OD: Dice che eravate degli opportunisti. Sì, avevate molti progetti in cantiere, ma credo che abbiate avuto l’idea di lavorare nel settore ambientale e che all’epoca foste dei visionari.

Effettivamente sì… E Bernard Schmutz, il calvinista vodese, faceva di tutto per realizzare i progetti. Infatti, inventammo diversi nuovi processi nel corso delle nostre attività. Alcune delle nostre innovazioni furono poi riprese da altre aziende.


OD: È quel che serve in un team, personalità e competenze diverse per poter funzionare.


Quando era un bambino, che cosa avrebbe voluto fare da grande?

Volevo diventare un architetto navale, ma un amico di mio padre mi disse: «Se vuole farlo, non deve farne un mestiere, ma un hobby.». Così ancora oggi progetto barche, di acciaio, di legno, di qualsiasi tipo.
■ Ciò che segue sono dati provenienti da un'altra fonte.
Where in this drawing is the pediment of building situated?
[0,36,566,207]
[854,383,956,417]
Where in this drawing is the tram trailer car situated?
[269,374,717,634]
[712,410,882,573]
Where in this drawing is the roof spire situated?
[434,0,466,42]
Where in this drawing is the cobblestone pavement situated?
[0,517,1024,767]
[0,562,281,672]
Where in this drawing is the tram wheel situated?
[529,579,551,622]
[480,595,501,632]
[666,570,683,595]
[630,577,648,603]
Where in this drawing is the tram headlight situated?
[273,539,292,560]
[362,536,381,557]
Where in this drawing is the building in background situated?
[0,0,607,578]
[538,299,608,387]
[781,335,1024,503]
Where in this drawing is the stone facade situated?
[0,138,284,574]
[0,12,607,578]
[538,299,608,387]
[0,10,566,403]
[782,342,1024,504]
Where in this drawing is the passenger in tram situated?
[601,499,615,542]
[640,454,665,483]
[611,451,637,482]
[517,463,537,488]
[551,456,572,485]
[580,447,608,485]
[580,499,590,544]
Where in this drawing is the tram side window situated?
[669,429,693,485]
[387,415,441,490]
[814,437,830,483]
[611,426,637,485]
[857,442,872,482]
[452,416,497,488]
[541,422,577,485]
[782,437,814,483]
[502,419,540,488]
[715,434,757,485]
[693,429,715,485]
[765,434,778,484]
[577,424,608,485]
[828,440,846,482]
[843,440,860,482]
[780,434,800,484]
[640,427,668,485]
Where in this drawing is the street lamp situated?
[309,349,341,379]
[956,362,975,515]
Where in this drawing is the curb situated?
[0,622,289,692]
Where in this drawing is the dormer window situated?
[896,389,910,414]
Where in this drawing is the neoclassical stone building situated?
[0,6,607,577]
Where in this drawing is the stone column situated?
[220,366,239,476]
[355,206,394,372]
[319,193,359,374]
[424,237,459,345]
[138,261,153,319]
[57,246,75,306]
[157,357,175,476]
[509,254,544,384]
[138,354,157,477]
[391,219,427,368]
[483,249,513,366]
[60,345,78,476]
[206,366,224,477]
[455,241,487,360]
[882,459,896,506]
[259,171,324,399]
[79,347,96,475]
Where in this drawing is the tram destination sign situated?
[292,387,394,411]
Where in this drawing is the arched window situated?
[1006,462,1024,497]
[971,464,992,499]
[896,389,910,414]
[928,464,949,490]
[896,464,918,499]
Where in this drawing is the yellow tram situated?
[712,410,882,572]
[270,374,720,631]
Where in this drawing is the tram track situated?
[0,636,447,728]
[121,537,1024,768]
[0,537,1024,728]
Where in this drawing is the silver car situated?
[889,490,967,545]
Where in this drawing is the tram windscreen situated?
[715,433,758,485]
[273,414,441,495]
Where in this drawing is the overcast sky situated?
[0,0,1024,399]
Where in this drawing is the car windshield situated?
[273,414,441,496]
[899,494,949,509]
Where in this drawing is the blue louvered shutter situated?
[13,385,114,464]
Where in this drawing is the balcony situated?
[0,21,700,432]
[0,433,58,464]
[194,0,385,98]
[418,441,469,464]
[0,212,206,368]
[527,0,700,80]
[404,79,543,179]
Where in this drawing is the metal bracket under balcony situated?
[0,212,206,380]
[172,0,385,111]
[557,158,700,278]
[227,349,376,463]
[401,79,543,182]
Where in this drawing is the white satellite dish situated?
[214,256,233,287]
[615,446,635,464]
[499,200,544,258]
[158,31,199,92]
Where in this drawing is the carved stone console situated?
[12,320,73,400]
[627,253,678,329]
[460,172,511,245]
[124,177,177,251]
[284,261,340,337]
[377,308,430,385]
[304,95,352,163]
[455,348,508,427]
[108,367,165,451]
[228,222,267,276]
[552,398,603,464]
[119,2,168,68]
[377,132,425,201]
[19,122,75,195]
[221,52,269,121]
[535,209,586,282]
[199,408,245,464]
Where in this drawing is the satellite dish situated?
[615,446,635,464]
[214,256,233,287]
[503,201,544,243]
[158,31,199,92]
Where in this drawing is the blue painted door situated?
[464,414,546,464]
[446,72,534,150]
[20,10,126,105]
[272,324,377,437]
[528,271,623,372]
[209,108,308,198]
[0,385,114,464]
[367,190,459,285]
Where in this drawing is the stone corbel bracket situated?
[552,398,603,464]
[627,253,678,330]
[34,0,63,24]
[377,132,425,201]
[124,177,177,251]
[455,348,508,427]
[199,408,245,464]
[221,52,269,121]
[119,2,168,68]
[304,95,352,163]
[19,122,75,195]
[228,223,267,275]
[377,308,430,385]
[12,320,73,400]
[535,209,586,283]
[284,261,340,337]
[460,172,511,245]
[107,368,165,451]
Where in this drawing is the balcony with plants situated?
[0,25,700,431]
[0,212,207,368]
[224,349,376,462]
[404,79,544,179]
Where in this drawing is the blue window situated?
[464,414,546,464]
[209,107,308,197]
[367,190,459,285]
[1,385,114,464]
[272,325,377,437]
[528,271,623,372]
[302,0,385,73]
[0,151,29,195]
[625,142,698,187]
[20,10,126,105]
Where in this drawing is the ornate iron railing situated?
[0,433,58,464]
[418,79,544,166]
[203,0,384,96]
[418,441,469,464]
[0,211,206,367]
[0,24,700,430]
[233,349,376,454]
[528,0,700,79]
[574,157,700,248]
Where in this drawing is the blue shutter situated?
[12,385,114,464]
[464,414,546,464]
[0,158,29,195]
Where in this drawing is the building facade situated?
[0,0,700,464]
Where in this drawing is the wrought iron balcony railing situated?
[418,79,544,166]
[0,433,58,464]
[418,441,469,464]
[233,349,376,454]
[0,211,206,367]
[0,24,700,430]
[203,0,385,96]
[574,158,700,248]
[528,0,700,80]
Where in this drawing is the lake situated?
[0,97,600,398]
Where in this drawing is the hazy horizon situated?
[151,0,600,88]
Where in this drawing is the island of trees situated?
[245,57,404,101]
Alla fine, al ginnasio di Berna, il mio professore di geologia mi trasmise il virus e all’età di 16 o 17 anni scelsi questo mestiere. Quel che mi piace della geologia è la nozione del tempo che si materializza. È la sua unicità, che non si trova in nessun altro mestiere. Vedere i rilievi mi affascina sempre. In fin dei conti, un geologo controlla poche cose. È al momento del lavoro che le sue estrapolazioni si rivelano giuste o sbagliate. Quindi dobbiamo essere consapevoli di quel che facciamo. Non possiamo permetterci un secondo tentativo per i progetti.


OD: In effetti la geologia non è una scienza esatta, c’è una componente maggiore di osservazione rispetto ad altre professioni ingegneristiche.


Quando guarda a CSD oggi, che cosa ne pensa?

L’idea originaria di CSD era di avere un lavoro interessante per i geologi e gli ingegneri. Per questo servono soldi e una buona organizzazione per far progredire l’azienda. Da qui nacque l’idea principale dell’azionariato interno. È un principio che ha funzionato.


OD: Abbiamo separato la direzione dal Consiglio d’amministrazione per ricavarne due organi. La direzione non è legata alle filiali e oggi contiamo 104 azionisti.

Oh, i numeri sono cambiati non poco! All’inizio eravamo solo tre azionisti principali con alcuni collaboratori che avevano delle partecipazioni. Quando ho lasciato CSD, ho venduto le mie quote. Ho fatto un buon affare, perché alla fine sono riuscito a costruire la mia barca e ad andar per mare.


OD: Da CSD diamo sempre la responsabilità ai giovani quando arrivano. È quando ci buttiamo in acqua che impariamo a nuotare.

Sì, all’inizio commettono errori, come tutti, e imparano.


Ancora oggi il coraggio è uno dei principi guida di CSD.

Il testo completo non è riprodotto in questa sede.